Multi-View Projection for Unsupervised Domain Adaptation in 3D Semantic Segmentation
Andrew Caunes, Thierry Chateau, Vincent Fremont
TL;DR
This work tackles domain shift in LiDAR-based 3D semantic segmentation by introducing a multi-view projection framework that creates large-scale PC2D datasets from aligned 3D scenes. An ensemble of 2D segmentation models is trained on multiple modalities and views, with occlusion-aware back-projection used to generate dense 3D pseudo-labels for the target domain.
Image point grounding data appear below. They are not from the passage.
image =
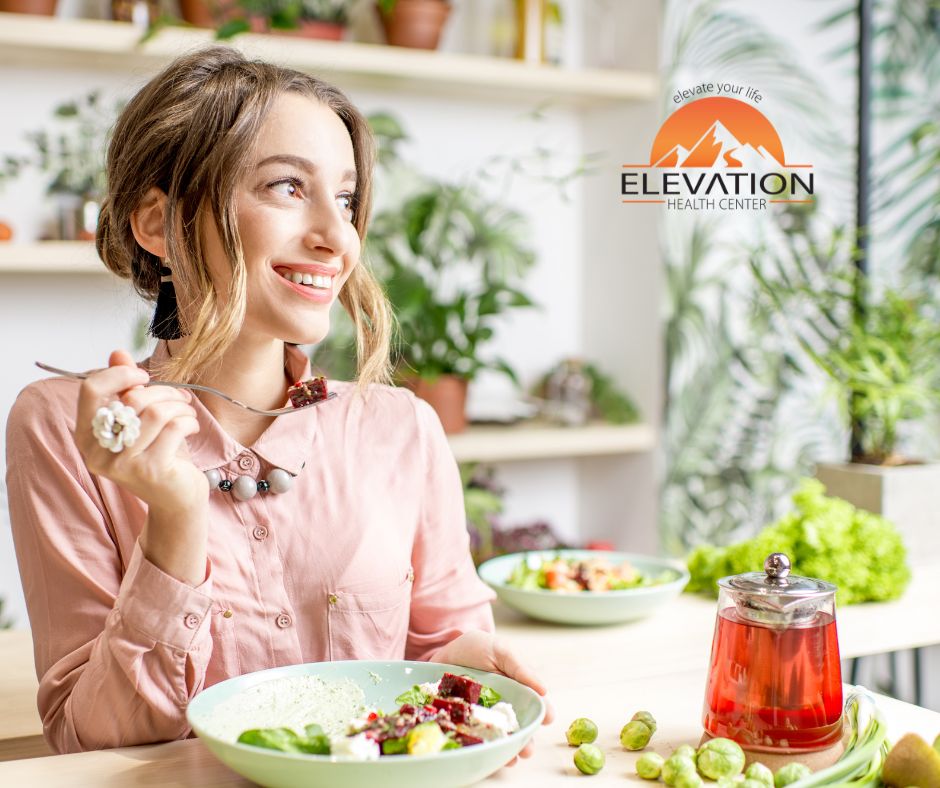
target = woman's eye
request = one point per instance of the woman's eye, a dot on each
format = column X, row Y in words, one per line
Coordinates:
column 289, row 187
column 347, row 202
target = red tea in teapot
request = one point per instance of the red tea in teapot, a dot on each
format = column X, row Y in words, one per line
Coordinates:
column 775, row 682
column 775, row 688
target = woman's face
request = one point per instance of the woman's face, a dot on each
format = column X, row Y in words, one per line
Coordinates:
column 294, row 215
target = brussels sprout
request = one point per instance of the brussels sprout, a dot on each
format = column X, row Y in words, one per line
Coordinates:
column 676, row 765
column 791, row 773
column 426, row 738
column 635, row 735
column 645, row 717
column 689, row 779
column 589, row 759
column 650, row 765
column 581, row 731
column 760, row 773
column 720, row 758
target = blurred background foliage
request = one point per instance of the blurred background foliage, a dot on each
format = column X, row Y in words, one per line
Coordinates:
column 744, row 416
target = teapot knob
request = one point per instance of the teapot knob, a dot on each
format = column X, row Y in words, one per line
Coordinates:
column 777, row 566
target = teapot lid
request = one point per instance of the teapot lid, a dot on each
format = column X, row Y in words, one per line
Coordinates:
column 774, row 596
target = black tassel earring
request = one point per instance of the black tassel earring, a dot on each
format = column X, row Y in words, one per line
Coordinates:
column 166, row 319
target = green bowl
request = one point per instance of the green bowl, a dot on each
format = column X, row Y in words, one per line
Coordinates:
column 586, row 608
column 381, row 682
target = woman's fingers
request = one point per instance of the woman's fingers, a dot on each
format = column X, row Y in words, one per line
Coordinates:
column 143, row 397
column 172, row 438
column 155, row 419
column 549, row 712
column 100, row 388
column 506, row 662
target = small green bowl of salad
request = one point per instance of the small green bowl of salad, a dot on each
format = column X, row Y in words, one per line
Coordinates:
column 362, row 724
column 584, row 587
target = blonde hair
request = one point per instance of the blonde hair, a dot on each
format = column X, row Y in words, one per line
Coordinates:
column 190, row 132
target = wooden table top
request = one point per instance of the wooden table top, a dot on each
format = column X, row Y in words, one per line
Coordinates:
column 567, row 659
column 676, row 702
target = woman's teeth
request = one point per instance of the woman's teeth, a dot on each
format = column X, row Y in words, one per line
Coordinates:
column 312, row 280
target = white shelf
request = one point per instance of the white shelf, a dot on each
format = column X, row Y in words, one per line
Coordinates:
column 539, row 441
column 44, row 42
column 50, row 257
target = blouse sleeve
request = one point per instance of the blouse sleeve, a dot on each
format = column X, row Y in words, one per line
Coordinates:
column 118, row 653
column 447, row 598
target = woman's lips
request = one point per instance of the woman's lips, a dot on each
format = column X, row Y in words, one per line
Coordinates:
column 316, row 294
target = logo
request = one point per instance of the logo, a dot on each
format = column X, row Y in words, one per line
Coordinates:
column 717, row 153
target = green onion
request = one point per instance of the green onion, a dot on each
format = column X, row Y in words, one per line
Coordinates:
column 866, row 751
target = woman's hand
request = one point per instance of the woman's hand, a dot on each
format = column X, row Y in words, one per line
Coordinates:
column 484, row 651
column 156, row 468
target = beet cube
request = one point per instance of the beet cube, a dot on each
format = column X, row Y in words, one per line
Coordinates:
column 304, row 392
column 458, row 710
column 467, row 740
column 460, row 687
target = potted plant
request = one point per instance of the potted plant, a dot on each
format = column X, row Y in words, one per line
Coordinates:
column 884, row 370
column 451, row 260
column 324, row 19
column 413, row 23
column 72, row 154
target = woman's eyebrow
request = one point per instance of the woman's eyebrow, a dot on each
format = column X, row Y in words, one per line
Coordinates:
column 302, row 163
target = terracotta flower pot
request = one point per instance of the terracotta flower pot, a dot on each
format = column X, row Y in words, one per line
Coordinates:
column 415, row 23
column 41, row 7
column 197, row 12
column 448, row 396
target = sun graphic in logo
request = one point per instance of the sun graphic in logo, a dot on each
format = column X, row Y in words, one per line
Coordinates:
column 717, row 133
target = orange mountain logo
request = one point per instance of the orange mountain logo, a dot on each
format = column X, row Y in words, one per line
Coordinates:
column 735, row 142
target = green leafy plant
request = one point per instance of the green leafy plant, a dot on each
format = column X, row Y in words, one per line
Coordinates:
column 281, row 14
column 828, row 538
column 608, row 401
column 72, row 151
column 883, row 368
column 451, row 260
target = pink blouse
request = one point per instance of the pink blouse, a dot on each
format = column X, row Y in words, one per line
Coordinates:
column 365, row 557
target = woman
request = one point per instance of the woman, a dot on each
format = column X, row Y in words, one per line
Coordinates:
column 218, row 541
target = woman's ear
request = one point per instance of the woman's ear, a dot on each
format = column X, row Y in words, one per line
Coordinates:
column 147, row 222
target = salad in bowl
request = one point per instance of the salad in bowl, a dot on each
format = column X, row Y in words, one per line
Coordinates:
column 584, row 587
column 359, row 723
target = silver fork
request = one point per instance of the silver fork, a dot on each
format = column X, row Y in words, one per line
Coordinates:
column 196, row 387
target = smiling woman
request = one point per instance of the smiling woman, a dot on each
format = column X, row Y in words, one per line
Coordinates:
column 209, row 542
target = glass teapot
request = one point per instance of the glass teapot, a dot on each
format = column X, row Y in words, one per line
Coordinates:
column 775, row 683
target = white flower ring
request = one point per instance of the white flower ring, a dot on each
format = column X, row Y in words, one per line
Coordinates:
column 116, row 426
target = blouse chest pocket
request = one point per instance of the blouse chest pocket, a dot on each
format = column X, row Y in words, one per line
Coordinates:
column 370, row 622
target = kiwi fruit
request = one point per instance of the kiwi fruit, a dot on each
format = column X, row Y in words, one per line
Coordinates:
column 912, row 762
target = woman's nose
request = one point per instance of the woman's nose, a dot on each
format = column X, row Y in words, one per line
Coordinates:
column 327, row 229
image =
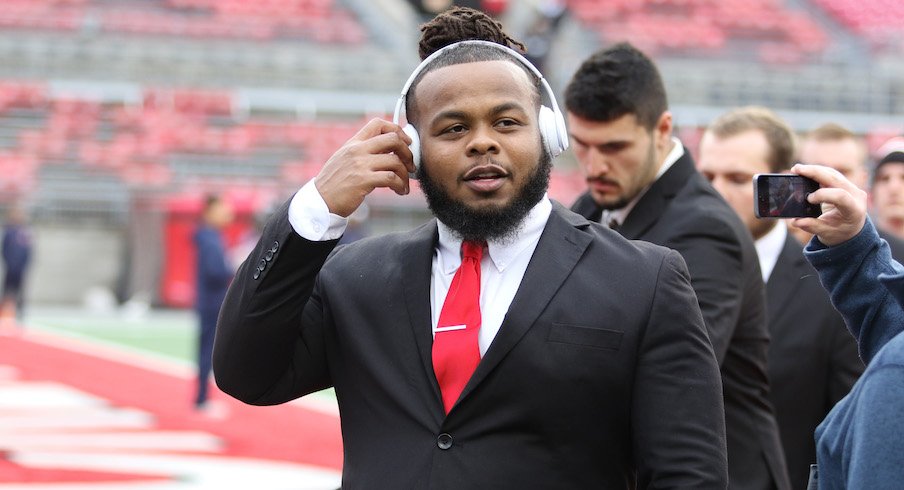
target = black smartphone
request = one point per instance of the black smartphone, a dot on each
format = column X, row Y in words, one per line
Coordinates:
column 784, row 196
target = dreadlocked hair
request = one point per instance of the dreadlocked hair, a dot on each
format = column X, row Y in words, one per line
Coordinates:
column 462, row 24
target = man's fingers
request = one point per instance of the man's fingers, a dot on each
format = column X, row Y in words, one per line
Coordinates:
column 391, row 142
column 390, row 163
column 376, row 127
column 826, row 176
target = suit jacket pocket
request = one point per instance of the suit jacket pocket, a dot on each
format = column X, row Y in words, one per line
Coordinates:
column 599, row 338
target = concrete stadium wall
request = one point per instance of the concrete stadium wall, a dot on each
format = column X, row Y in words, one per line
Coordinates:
column 71, row 264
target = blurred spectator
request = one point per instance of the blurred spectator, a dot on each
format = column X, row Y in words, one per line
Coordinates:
column 837, row 147
column 888, row 189
column 214, row 276
column 542, row 31
column 860, row 443
column 813, row 360
column 17, row 245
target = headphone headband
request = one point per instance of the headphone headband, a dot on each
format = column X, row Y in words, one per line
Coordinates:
column 553, row 133
column 473, row 42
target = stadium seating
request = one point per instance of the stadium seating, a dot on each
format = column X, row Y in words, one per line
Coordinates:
column 322, row 21
column 878, row 21
column 705, row 26
column 176, row 139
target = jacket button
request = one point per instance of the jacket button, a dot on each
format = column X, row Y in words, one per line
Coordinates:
column 444, row 441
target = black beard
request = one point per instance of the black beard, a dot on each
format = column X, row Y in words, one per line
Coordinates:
column 491, row 223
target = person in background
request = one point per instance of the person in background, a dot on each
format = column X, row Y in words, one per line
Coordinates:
column 214, row 274
column 888, row 190
column 643, row 182
column 17, row 250
column 836, row 146
column 507, row 343
column 813, row 360
column 860, row 443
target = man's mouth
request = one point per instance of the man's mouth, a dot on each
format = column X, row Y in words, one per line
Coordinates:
column 485, row 178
The approach achieves state-of-the-art results in Real-to-Real UDA, demonstrates strong performance on large, structured classes in Simulation-to-Real, and enables rare-class segmentation by leveraging 2D annotations for target classes. By leveraging 3D annotations to train 2D models in the PC2D domain and using a simple voting scheme, the method provides a practical, scalable pathway for robust 3D segmentation across diverse domains.
Abstract
3D semantic segmentation is essential for autonomous driving and road infrastructure analysis, but state-of-the-art 3D models suffer from severe domain shift when applied across datasets. We propose a multi-view projection framework for unsupervised domain adaptation (UDA). Our method aligns LiDAR scans into coherent 3D scenes and renders them from multiple virtual camera poses to generate large-scale synthetic 2D datasets (PC2D) in various modalities. An ensemble of 2D segmentation models is trained on these modalities, and during inference, hundreds of views per scene are processed, with logits back-projected to 3D using an occlusion-aware voting scheme to produce point-wise labels. These labels can be used directly or to fine-tune a 3D segmentation model in the target domain. We evaluate our approach in both Real-to-Real and Simulation-to-Real UDA, achieving state-of-the-art performance in the Real-to-Real setting. Furthermore, we show that our framework enables segmentation of rare classes, leveraging only 2D annotations for those classes while relying on 3D annotations for others in the source domain.